On parle à cet effet de RSPO. À quoi renvoie ce savant acronyme ?

Le RSPO est une certification. En vue de contrer ce que vous décriez tantôt, en présentant la culture du palmier comme un fait de déforestation, les producteurs, dans le but de se protéger des lobbies anti-huile de palme, constitués en partie par des ONG environnementales, ont mis en place une certaine politique d’autocontrôle de leur activité. En effet, au regard des conséquences de la mauvaise gestion des forêts primaires en Asie du sud-est, en Indonésie, en Malaisie où l’habitat traditionnel avait été détruit, il revenait maintenant aux producteurs de s’arrimer aux nouvelles exigences et lutter contre la mauvaise image consécutive à leur culture du palmier à huile, qui ne répondait ni au respect de la biodiversité ni au bon traitement du personnel exerçant dans les plantations.

Face à cela, les consommateurs européens ont exigé qu’il y ait une norme qui contraigne les cultivateurs à produire une huile de palme de qualité et surtout à visage humain, respectueuse de l’environnement, puisque celle-ci continue à être consommée jusqu’à ce jour. Elle est notamment la plus consommée comme je vous le disais. Aujourd’hui, toute production d’huile de palme tient compte du social, le profit n’est plus le seul objectifs des producteurs. Ce profit est désormais associé aux normes environnementales : des normes qui apparaissent plus ou moins comme une certification et celle-ci est recherchée par les sociétés comme Olam Palm.

Olam Palm s’est donc engagé dans cette voie qui est un processus comprenant huit critères ; le respect de l’environnement faisant partie des principaux critères. Le but est d’allier la profitabilité au respect des normes environnementales, tout en tenant compte du social. Il s’agit donc pour la société de tenir compte de l’amélioration des conditions de travail pour les employés et du respect des populations environnantes impactées par le projet qui doivent également bénéficier des retombées dudit projet à travers un ensemble d’aménagements.

Vous disiez à l’instant qu’en Asie du sud-est, des plantations ont été installées sur des forêts primaires. Dans le cas du Gabon, n’a-t-on pas attribué à Olam des forêts primaires pour la réalisation de ses cultures d’hévéa et de palmier à huile ?

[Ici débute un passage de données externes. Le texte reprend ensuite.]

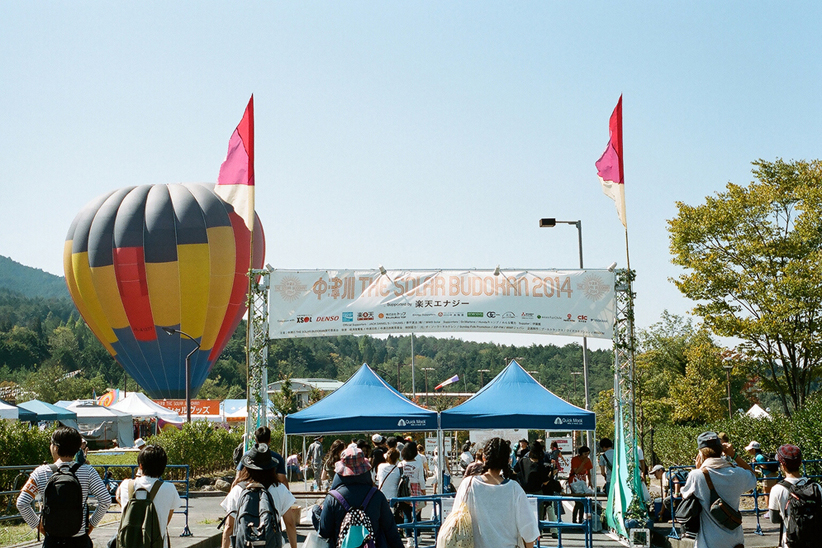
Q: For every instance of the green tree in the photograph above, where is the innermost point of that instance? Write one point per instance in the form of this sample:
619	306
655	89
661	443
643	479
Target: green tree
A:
753	261
285	401
698	396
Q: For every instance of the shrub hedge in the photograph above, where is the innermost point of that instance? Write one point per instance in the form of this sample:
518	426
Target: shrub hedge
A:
673	444
204	447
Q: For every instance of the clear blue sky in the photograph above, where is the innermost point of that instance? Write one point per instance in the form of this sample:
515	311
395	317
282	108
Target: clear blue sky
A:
407	134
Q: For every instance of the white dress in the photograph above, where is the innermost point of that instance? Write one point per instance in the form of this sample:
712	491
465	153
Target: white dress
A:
500	514
730	482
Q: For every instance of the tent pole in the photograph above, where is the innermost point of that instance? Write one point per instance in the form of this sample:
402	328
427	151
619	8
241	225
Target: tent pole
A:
440	467
305	472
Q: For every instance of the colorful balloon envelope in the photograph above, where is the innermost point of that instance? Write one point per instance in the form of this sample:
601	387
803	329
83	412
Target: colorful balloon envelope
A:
143	259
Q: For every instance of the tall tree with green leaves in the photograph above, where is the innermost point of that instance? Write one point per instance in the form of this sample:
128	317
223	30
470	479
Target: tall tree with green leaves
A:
753	263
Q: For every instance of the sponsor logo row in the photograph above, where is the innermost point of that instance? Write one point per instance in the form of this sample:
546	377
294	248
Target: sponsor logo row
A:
347	317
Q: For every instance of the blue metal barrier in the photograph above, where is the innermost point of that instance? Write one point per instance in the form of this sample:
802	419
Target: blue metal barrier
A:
432	524
107	479
559	525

Pour le cas de la plantation d’Awala (sur laquelle nous nous trouvons), il s’agit d’une forêt dégradée. C’est donc une forêt qui a subi plusieurs exploitations, ce qui fait qu’elle n’est considérée ni comme une forêt primaire ni comme une secondaire, mais plutôt comme une forêt à peine dégradée. Au Gabon, la politique d’attribution des terres aux entreprises comme Olam, dans le cadre de l’hévéaculture et de la culture du palmier à huile, consiste plutôt à leur attribuer des terres dans ce genre de zones dégradées comme celle d’Awala. Sur Mouila, où se situent les 3/4 du principal programme d’Olam, le projet a été installé sur une savane boisée. Ce sont donc des zones qui, habituellement sont exposées à une certaine désertification. Bien au contraire, l’emplacement du palmier dans ces zones, constitue du reboisement plutôt que de la déforestation.

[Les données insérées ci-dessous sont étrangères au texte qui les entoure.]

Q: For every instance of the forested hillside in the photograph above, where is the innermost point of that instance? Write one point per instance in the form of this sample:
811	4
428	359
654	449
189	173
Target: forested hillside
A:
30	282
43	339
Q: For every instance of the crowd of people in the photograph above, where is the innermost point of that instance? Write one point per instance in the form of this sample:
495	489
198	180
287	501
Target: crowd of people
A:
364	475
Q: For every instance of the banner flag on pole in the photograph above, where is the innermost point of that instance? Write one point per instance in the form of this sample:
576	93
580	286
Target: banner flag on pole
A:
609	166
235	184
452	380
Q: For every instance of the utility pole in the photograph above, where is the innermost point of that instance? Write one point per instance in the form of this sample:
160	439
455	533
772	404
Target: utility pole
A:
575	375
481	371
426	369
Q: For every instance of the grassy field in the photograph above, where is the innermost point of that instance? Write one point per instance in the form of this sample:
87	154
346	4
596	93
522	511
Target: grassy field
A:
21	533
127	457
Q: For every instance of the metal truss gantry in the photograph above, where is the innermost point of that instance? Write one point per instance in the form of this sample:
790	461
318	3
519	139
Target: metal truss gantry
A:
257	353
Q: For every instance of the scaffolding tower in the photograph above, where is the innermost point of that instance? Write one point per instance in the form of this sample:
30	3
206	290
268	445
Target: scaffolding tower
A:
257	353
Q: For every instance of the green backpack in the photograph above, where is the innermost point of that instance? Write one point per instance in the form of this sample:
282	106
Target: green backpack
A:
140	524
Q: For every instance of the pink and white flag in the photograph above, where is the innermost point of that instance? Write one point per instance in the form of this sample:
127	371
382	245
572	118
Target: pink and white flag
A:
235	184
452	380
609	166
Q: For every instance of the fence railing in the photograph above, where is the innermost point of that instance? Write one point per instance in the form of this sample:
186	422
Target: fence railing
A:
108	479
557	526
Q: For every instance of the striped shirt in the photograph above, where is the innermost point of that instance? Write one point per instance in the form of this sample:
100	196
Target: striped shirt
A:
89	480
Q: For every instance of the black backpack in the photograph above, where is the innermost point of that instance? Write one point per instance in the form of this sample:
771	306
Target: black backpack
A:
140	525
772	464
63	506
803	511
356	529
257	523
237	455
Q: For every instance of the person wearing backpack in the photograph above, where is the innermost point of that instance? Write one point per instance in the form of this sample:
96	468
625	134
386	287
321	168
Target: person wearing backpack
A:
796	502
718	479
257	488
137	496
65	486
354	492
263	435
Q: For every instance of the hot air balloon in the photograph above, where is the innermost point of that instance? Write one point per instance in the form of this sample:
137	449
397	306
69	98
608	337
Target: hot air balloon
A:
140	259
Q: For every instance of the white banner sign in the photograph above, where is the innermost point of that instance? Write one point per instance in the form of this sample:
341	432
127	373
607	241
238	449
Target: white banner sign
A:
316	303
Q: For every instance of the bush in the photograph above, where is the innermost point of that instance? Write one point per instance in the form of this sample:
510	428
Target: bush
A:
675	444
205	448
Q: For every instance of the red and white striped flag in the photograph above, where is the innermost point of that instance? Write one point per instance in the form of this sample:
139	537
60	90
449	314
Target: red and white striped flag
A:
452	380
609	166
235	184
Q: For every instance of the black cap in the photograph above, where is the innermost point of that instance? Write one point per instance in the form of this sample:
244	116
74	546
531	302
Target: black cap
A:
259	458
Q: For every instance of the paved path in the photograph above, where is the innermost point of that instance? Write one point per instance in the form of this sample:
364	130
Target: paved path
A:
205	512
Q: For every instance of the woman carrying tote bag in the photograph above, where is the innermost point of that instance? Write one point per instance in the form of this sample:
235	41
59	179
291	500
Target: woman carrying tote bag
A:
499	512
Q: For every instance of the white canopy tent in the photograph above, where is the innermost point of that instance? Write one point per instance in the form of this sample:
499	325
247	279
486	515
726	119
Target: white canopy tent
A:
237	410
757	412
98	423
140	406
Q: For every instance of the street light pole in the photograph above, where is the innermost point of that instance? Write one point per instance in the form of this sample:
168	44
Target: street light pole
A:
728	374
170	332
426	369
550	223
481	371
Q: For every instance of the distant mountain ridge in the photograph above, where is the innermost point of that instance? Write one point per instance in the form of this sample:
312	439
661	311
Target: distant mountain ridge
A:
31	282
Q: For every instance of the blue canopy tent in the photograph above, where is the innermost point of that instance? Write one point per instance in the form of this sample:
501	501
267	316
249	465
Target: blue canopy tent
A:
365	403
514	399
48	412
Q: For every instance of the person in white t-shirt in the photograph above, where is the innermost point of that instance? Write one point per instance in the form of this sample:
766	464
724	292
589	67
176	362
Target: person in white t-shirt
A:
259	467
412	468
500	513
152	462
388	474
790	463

Aussi, est-il bon de rappeler que le palmier à huile a été admis dans le mécanisme du développement propre déterminé par le Traité de Kyoto. Ce, grâce à sa capacité d’absorption du gaz carbonique et de rejet de l’oxygène via le phénomène de la photosynthèse. Le rendement du palmier dans la purification de l’atmosphère est semblable à celle d’une forêt primaire. Ainsi, mettre le palmier dans des zones exposées à la désertification comme les savanes, participe du reboisement comme je l’ai déjà dit. Ce qui permet notamment au Gabon d’augmenter son couvert végétal.

Vraisemblablement, le Gabon ne met le cap que sur la culture industrielle. Qu’y a-t-il de prévu dans le Plan stratégique Gabon émergent (PSGE) par rapport aux cultures vivrières, et au projet, sinon à l’idéal d’autosuffisance alimentaire visée du pays ?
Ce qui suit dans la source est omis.